F/X VisualizationsApril 17, 2009
What Did We Know This Time Last Year?
By Dave Allen

This early in the season the leader and laggard boards often have some interesting names, and it is fun to theorize which of these are legitimate breakouts (or breakdowns) and which are small sample size flukes. The pitchf/x data adds a powerful tool in helping with this classification. It allows us to look deeper into why a pitcher may have struggled or succeeded in a start. We have already seen some great analysis along these lines. RJ Anderson has a series of posts looking at Lincecum's, Sabathia's and Wheeler's performances thus far based on pitch speed and movement and release point. River Avenue Blues broke down Wang's first two games to see what might be up.

These are good examples of using all the data pitchf/x offers to assess recent performance. Of course what often happens is people just look at fastball speed and ignore movement, location, and release point data. For example after Cole Hamels first poor start everyone focused on his 86 mph fasball, but, as Hamels said himself, he started off with a fastball in the mid-80s early last year too. The image below shows Hamels's average fastball speed by start. The x-axis is not scaled by date, but by start (so no matter how far apart in time two consecutive starts are they are always the same distance apart along the x-axis). The division between seasons in marked with a red line.

hamels_sp_start.png

Hamels's fastball speed is right where it was last year (not to say that we should be worry free about Hamels; last year he pitched 261 innings after just 189 in 2007). This provides a useful way to see if a pitcher's speed is within his normal variation. Consider Wang:

wang_sp_start.png

His fastball in his injury shortened 2008 was 2 mph slower than his fastball in 2007. For his first two starts of 2009 it is in the low range of his already low 2008 numbers. That could mean trouble.

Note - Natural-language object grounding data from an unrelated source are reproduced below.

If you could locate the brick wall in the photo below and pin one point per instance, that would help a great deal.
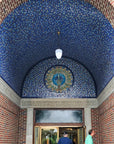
(103, 122)
(105, 6)
(22, 126)
(12, 122)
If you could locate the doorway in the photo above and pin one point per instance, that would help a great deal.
(51, 135)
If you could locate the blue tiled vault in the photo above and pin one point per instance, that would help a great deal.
(34, 84)
(29, 35)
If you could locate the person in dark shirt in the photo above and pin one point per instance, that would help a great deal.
(65, 139)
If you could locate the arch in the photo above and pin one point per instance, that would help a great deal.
(105, 6)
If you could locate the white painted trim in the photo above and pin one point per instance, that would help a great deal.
(107, 91)
(29, 126)
(9, 92)
(87, 116)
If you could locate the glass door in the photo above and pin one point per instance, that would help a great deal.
(46, 135)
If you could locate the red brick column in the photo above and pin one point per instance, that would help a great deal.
(103, 122)
(106, 121)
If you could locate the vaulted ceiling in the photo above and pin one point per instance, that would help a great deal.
(29, 34)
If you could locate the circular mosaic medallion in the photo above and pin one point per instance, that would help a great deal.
(58, 79)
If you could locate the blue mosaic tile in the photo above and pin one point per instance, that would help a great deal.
(29, 34)
(82, 87)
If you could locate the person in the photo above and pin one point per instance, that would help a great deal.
(89, 139)
(65, 139)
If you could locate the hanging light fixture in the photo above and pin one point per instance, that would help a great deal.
(58, 52)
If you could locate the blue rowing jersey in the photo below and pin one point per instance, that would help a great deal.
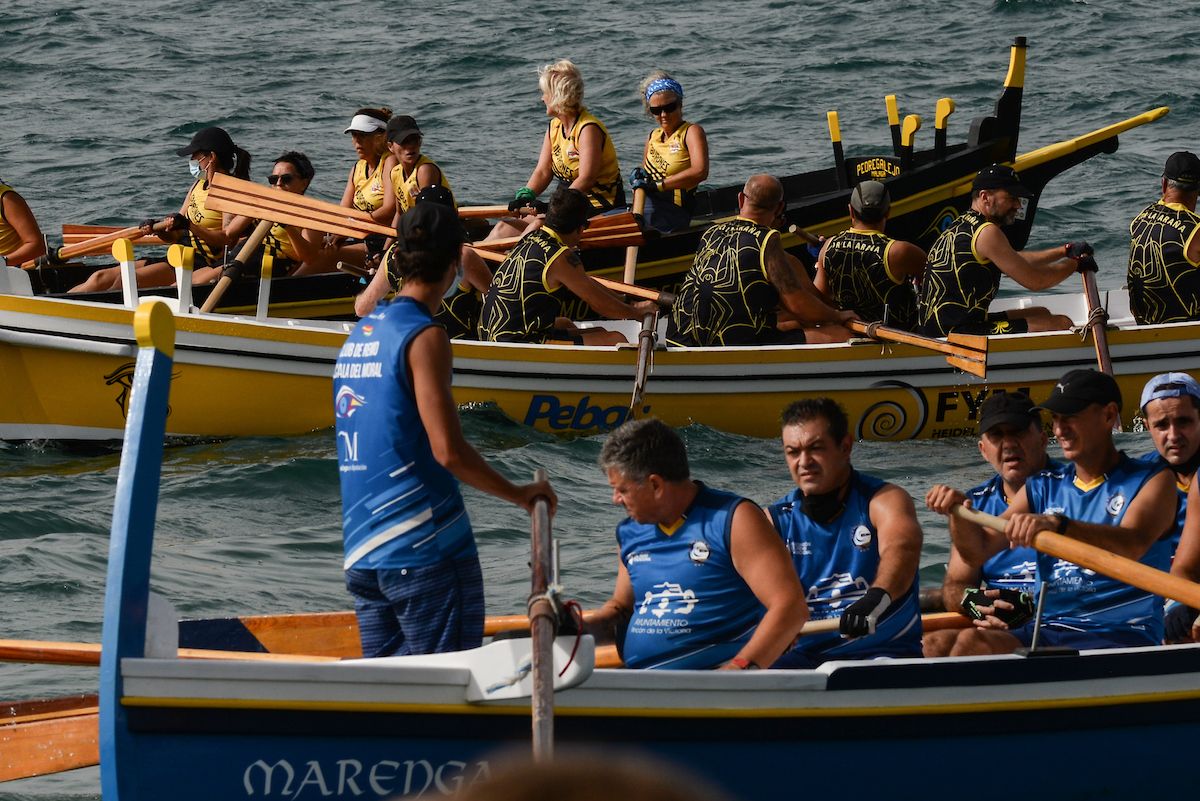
(1013, 568)
(1156, 458)
(400, 506)
(1079, 600)
(691, 608)
(838, 562)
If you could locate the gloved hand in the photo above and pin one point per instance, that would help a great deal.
(1078, 250)
(640, 180)
(1179, 620)
(1020, 613)
(859, 618)
(522, 198)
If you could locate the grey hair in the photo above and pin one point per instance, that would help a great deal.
(643, 447)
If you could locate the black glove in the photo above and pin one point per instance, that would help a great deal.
(1179, 620)
(1078, 250)
(859, 618)
(640, 180)
(1020, 614)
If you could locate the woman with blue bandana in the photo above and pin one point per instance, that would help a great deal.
(675, 160)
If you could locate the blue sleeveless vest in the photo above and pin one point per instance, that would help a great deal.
(400, 506)
(691, 609)
(1083, 600)
(837, 562)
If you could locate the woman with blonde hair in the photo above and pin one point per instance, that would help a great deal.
(675, 160)
(576, 149)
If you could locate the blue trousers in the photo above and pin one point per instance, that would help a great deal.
(419, 609)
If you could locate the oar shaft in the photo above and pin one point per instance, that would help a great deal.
(1121, 568)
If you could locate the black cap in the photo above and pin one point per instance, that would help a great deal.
(1008, 408)
(435, 193)
(870, 197)
(213, 140)
(1080, 389)
(401, 127)
(431, 227)
(1001, 176)
(1183, 168)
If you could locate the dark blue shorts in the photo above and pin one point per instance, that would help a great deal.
(427, 609)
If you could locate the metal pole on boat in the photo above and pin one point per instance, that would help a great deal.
(543, 625)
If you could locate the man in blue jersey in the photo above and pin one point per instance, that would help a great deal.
(1101, 497)
(1170, 405)
(855, 543)
(1013, 441)
(411, 560)
(702, 580)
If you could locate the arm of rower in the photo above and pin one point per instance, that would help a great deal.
(609, 622)
(430, 359)
(905, 260)
(18, 214)
(543, 173)
(591, 151)
(1187, 555)
(697, 152)
(900, 537)
(796, 291)
(1032, 269)
(763, 564)
(1149, 517)
(568, 271)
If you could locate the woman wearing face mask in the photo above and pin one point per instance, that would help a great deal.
(291, 251)
(210, 233)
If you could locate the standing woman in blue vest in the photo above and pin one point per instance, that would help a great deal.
(409, 553)
(675, 160)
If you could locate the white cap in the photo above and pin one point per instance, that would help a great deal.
(365, 124)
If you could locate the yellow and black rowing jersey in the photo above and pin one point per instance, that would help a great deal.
(959, 283)
(9, 238)
(1164, 284)
(406, 185)
(564, 146)
(369, 190)
(667, 156)
(726, 297)
(520, 306)
(859, 277)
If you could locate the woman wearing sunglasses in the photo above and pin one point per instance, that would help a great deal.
(675, 160)
(210, 233)
(576, 149)
(287, 245)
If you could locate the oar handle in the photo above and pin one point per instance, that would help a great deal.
(1144, 577)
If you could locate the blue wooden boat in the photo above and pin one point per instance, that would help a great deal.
(1067, 726)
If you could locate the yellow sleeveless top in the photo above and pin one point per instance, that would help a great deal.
(406, 185)
(666, 156)
(9, 239)
(367, 185)
(564, 146)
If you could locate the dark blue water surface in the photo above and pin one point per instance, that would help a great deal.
(96, 96)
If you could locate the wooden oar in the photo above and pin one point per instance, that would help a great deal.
(631, 253)
(966, 351)
(1096, 321)
(256, 238)
(543, 628)
(1098, 559)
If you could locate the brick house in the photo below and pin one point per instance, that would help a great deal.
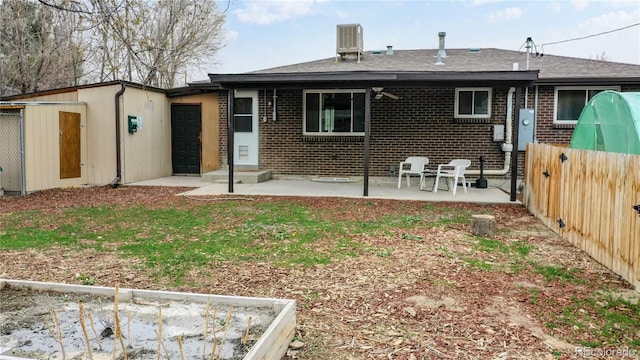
(364, 112)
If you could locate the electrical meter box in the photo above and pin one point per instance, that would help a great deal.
(134, 124)
(526, 128)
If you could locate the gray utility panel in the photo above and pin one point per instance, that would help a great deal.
(526, 128)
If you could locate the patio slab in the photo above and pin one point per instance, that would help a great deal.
(379, 188)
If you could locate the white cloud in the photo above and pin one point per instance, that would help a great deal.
(619, 4)
(266, 12)
(555, 6)
(483, 2)
(610, 21)
(580, 4)
(505, 15)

As I noted earlier the best pitchf/x analysis will take into account all the data, but most people will be lazy. Like I just did, they will look at just fastball speed. So I wanted to know how much we could learn only looking at that. More specifically what can we say about performance for the rest of the season looking just at fastball speed thus far into the season. I looked back at last year to find out. Most starters have started two games with about 100 pitches per start, about half of them fastballs. So what can we know with 100 fastballs worth of data?

I started off with the average speed of every pitcher's first 100 fastballs in 2008 and then compared that with his average fastball speed for all of 2007. I wanted to see how well that pitcher performed from that point forward, so I found their FIP from the game after they reached their 100th fastball on in the 2008 season. (FIP stands for fielding independent pitching. Developed by Tangotiger, it roughly gives the expected ERA of a pitcher if he pitched in front of an average defense). From that I subtracted that player's preseason CHONE projected FIP (CHONE is one of the best projection systems. It was created by Sean Smith). The result is how the pitcher performed over the rest of the season relative to his projection. Here are the players with the biggest increase and decrease in fastball speed.

The second column is how much faster (or slower) the player's first 100 2008 fastballs were compared to his 2007 fastballs. A positive number is a faster fastball in 2008. The third is FIP minus projected FIP. Like ERA a low FIP is good, so a negative difference is outperforming the projection.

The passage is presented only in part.